Effciency in processing CPU instructions, for CPU design, lies in making the CPU instructions the same number of bits, and such principles apply in architectures such as MIPS, PPC, ARM, etc.

Name: Anonymous 2006-04-26 11:00

>>30
Yeah, all opcodes were 8 bits long on a 6502 (and variants), but most of the useful ones had one or two parameter bytes after that. And then there were the shift and rotate instructions.
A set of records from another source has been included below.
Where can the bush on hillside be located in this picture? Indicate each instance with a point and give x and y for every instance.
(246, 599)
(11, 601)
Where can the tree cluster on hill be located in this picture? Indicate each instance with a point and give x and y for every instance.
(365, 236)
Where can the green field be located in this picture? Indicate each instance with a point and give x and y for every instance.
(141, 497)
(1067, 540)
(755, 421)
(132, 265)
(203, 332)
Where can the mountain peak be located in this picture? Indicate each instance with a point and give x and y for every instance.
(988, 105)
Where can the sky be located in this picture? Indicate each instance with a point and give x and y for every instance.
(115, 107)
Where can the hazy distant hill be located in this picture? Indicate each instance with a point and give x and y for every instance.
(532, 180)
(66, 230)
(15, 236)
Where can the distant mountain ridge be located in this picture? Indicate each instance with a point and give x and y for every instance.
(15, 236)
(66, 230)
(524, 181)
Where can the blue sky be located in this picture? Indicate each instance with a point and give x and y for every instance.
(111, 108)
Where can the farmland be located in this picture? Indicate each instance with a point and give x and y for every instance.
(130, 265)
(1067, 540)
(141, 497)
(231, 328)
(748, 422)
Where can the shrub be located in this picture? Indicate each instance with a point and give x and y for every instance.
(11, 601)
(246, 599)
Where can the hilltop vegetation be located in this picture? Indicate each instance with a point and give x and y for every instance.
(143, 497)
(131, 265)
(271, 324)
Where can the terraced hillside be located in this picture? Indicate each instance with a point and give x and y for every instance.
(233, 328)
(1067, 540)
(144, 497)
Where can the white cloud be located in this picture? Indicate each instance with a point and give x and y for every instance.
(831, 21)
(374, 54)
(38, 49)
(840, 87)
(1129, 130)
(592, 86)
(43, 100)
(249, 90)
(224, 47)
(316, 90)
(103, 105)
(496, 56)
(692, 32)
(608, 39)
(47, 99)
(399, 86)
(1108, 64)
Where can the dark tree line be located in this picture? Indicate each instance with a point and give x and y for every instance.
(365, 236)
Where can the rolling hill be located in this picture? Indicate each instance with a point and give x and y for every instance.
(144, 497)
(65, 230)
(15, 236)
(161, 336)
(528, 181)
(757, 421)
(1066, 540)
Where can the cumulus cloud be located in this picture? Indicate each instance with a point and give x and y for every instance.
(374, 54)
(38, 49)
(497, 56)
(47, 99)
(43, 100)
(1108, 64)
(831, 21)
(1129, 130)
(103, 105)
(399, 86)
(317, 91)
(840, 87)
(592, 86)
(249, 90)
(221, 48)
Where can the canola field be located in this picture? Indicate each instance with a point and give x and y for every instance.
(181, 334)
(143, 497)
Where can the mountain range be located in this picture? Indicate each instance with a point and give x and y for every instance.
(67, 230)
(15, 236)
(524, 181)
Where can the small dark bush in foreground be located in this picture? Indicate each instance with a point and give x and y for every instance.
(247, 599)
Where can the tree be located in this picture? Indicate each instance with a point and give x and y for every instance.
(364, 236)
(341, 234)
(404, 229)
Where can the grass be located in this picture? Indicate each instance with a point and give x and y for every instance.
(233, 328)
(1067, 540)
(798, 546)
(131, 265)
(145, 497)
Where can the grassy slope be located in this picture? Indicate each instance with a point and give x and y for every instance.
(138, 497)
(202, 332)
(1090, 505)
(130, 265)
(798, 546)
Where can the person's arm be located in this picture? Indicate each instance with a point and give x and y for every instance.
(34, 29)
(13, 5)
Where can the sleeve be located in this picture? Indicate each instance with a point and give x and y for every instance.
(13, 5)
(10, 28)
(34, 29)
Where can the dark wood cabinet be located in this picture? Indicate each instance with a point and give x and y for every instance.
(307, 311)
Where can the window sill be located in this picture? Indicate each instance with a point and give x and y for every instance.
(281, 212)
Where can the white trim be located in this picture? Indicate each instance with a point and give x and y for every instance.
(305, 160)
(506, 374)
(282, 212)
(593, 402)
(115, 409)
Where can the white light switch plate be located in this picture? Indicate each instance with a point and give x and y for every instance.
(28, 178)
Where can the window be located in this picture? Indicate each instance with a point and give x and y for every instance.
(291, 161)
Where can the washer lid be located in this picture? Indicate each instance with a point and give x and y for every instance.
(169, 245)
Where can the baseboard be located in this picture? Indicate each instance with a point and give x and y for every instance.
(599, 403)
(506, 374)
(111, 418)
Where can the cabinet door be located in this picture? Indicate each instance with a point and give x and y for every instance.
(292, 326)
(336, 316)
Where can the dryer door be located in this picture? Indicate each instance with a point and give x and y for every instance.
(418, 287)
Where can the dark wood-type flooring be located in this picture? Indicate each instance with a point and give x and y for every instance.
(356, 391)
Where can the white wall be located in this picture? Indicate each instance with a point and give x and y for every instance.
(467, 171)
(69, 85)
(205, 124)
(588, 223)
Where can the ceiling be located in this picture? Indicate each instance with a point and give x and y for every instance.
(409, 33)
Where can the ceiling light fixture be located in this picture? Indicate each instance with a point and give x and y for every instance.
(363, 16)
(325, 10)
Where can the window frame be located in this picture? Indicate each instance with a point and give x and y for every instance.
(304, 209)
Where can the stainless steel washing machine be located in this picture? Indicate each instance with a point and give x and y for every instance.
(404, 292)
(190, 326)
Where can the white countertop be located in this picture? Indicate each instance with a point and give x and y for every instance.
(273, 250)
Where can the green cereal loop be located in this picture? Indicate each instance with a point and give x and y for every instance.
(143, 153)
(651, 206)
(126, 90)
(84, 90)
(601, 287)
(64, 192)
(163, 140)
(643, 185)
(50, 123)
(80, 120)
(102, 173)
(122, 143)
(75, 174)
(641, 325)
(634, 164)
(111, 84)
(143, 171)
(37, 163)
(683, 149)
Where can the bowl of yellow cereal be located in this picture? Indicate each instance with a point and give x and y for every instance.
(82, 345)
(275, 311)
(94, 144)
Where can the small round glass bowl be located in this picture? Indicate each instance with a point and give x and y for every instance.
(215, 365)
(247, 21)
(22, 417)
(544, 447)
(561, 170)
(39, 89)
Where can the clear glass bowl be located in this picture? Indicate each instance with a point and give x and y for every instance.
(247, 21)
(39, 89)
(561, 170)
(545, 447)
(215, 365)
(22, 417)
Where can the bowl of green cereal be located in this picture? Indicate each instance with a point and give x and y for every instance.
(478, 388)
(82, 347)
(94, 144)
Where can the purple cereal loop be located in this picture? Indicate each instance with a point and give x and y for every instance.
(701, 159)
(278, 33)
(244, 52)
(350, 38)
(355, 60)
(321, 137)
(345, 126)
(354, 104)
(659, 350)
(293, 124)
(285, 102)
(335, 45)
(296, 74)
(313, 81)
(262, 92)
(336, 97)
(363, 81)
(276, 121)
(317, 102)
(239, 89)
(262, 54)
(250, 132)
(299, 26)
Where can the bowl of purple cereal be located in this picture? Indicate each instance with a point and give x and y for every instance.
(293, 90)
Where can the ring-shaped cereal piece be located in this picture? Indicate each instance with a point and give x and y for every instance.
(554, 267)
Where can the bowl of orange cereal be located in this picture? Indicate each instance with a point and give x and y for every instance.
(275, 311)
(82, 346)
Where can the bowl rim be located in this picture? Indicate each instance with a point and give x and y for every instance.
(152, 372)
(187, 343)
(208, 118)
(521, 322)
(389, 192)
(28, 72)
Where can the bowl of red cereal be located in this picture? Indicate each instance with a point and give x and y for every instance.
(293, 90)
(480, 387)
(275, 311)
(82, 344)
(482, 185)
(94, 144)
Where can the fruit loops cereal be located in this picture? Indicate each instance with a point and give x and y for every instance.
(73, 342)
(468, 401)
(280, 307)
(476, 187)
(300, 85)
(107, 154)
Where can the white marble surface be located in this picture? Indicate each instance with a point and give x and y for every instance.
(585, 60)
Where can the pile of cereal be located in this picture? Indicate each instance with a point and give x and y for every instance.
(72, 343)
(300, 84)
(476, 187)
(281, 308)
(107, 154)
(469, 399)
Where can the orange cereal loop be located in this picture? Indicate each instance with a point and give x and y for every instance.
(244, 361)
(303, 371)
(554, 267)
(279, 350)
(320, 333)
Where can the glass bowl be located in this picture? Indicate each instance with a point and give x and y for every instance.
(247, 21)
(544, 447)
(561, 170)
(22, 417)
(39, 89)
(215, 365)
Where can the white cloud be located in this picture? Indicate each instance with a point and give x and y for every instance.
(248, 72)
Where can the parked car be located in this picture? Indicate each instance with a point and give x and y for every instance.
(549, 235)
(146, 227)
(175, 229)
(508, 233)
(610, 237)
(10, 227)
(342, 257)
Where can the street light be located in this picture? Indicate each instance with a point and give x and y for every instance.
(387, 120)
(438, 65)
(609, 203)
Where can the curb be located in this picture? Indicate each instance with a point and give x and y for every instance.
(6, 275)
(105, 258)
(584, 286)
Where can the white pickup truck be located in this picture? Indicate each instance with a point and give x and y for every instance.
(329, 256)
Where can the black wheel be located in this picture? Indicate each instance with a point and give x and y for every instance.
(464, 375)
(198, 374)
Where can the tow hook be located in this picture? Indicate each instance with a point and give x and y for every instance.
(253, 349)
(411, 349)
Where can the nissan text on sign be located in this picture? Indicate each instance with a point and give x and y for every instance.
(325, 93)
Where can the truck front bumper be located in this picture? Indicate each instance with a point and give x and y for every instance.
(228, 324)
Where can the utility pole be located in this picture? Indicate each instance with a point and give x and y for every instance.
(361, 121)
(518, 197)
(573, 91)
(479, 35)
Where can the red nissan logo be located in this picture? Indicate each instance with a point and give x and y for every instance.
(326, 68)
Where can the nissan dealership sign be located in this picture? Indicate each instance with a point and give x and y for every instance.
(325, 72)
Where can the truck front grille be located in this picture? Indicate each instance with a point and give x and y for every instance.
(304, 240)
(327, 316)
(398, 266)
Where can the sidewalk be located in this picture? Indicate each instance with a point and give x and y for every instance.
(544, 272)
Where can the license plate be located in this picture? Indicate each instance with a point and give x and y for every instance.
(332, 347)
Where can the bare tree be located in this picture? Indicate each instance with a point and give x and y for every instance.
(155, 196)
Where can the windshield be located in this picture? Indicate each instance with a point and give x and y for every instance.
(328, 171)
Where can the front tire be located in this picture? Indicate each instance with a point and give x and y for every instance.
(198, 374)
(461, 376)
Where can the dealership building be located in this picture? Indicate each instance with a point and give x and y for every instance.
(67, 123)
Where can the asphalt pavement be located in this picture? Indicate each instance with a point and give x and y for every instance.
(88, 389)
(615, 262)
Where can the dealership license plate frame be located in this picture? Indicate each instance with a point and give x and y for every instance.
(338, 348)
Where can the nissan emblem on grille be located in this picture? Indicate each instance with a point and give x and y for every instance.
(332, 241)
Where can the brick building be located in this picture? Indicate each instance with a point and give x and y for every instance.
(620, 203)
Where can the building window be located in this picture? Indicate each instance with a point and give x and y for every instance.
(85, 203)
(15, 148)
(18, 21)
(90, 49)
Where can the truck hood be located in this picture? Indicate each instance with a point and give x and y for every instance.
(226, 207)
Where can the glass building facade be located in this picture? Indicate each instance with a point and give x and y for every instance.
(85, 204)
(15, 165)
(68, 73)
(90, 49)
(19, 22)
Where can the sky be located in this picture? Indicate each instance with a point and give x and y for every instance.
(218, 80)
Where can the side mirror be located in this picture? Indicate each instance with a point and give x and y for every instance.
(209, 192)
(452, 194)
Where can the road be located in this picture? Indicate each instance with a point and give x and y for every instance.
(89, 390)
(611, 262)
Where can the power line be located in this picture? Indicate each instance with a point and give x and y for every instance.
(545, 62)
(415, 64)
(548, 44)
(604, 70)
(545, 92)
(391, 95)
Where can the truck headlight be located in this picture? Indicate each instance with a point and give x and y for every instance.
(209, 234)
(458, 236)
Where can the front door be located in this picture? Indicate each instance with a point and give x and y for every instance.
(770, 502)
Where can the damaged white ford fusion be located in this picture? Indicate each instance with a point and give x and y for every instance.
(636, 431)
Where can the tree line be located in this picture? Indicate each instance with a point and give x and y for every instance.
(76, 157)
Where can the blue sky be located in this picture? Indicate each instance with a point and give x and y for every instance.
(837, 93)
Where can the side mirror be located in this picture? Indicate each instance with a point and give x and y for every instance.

Name: Anonymous 2006-04-26 14:40

No idea what anyone is talking about.  I'm planning on majoring in computer science, though.  Will they teach me this kind of stuff, or shove more Java down my throat?

Name: Anonymous 2006-04-26 19:36

>>32
Depends on what kind of uni you go to.

Name: Anonymous 2006-04-27 2:51

Oh yeah, forgot about ROR, ROL, ASL, and LSR

Name: Anonymous 2009-01-14 4:22

>>34
They operate on bytes and words.

Name: HAXUS THE SAGE 2011-10-07 0:32

Not /prog/ related. GTFO!

Name: Anonymous 2011-10-07 13:14

>>35
Bytes only.

Name: VIPPER 2011-10-08 8:19

byte
u mena ``octet''

Name: FrozenVoid 2011-10-08 8:25

>Why don't modern operating systems use instructions that are only a few bits rather than bytes?  You'd be doing the same operations at 1/8 the scale.
They do actually, its called microops(uops), and opcodes are decoded to be reassmbled as uops inside the CPU pipeline.
http://abinstein.blogspot.com/2007/05/decoding-x86-from-p6-to-core-2.html

Name: Anonymous 2011-10-08 10:38

>>39
They could have easily used SEXPs instead.

Name: Anonymous 2011-10-08 11:24

>>6
Why oh why do everyone keep bringing up FFs huge memory usage? It's in the past, now chrome is the king of memory usage.

Name: Anonymous 2011-10-08 14:30

>>41
Just wait 'til they finally release a 64bit version.